BEBERAPA pengunjung berada di luar Rumah Sakit Islam (RSI) Garam Kalianget, Sumenep. Seorang berbaju hitam berdiri tegak di depan pintu utama. Hampir semua pengunjung diberhentikan. Mereka ditanyakan keperluannya.
Sambutannya cukup ramah. Sesekali menebar senyum kepada pengunjung. Pria tersebut mengarahkan pengunjung ke tempat yang dituju. Termasuk, wartawan RadarMadura.id saat berkunjung ke sana kemarin (24/10).
RadarMadura.id dipersilakan untuk duduk di ruang tunggu.
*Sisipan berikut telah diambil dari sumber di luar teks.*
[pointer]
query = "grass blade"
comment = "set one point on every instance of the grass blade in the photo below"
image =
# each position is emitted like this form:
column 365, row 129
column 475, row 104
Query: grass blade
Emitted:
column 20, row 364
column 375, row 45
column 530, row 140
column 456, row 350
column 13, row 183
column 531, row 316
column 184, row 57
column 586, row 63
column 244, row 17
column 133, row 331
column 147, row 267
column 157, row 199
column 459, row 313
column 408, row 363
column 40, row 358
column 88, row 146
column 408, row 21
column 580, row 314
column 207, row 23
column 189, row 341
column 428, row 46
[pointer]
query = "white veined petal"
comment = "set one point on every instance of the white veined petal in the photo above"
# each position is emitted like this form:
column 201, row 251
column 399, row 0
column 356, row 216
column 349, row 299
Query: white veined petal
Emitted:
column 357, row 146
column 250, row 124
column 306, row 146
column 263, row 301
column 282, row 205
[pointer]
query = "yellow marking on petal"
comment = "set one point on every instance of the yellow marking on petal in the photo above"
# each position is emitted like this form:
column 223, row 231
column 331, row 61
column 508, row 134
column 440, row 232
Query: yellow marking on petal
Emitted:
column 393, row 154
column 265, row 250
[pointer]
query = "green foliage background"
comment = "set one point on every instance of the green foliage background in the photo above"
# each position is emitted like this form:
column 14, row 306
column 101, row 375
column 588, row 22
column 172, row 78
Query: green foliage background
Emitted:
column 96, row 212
Beberapa menit kemudian, dokter muda berparas cantik turun dari mobil. Dia adalah Rahmi Utami atau yang akrab disebut Dokter Uut. Dia adalah dokter spesialis kandungan di Sumenep yang namanya cukup tersohor.
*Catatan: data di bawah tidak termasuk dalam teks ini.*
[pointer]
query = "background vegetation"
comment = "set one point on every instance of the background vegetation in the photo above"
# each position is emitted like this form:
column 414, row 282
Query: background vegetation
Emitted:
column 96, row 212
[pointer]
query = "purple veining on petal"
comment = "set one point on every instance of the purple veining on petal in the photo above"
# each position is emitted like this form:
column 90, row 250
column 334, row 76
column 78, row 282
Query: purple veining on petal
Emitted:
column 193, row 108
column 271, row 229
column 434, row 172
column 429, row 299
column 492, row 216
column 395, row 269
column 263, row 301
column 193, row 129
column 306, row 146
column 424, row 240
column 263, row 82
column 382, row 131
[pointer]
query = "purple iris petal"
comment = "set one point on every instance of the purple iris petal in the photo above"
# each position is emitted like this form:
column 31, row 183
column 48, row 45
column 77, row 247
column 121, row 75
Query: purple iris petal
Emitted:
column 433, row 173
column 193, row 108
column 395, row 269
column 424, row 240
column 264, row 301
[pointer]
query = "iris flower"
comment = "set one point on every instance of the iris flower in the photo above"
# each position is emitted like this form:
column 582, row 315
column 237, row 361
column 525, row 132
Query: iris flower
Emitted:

Uut merupakan alumnus Fakultas Kedokteran Umum Universitas Diponegoro (Undip) Semarang. Dia menjadi satu-satunya siswa SMAN 1 Sumenep lulusan 1998 yang diterima melalui jalur penelusuran minat dan kemampuan (PMDK).
Dia menuntaskan pendidikan sebagai dokter umum dalam kurun waktu enam tahun. Tidak banyak biaya yang dikeluarkan untuk menamatkan studinya. Sebab, kala itu belum krisis moneter yang sempat terjadi di akhir kepemimpinan Presiden Soeharto.
Setelah menuntaskan pendidikannya di Kota Lumpia, dia berencana mengabdi di tempat kelahirannya, Sumenep. Nasib baik memihak kepadanya. Saat itu ada rekrutmen calon pegawai negeri sipil (CPNS). Setelah melalui rangkaian tes, alumnus SMPN 1 Sumenep itu diterima menjadi PNS.
Meski dinyatakan lolos, SK PNS miliknya tidak langsung keluar. Karena itu, dia bekerja sebagai dokter di RSUD dr. Moh. Anwar Sumenep dan RSI Garam Kalianget sebagai dokter kontrak. Namun, tidak sampai 1 tahun, SK PNS akhirnya keluar.
Pada awal tugas sebagai PNS, perempuan murah senyum itu ditempatkan di Puskesmas Raas sebagai kepala. Kemudian menjadi kepala Puskesmas Arjasa. Di Pulau Kangean itulah, Uut banyak menghabiskan waktu pengabdiannya.
Pada 2008, Uut melanjutkan studinya sebagai dokter spesialis kandungan di Universitas Brawijaya (Unibraw) Malang. Dia menuntaskan studinya dalam waktu empat tahun. Setelah itu, Uut kembali mengabdi di kabupaten ujung timur Pulau Madura.
Saat menjalani studi dokter spesialis kandungan, Uut tidak banyak mengeluarkan biaya. Sebab, dia mendapatkan beasiswa pendidikan dari Departemen Kesehatan (Depkes). ”Pertama kalinya depkes menyediakan beasiswa saat saya melanjutkan kuliah. Alhamdulliah, saya menerima beasiswa itu,” ucapnya.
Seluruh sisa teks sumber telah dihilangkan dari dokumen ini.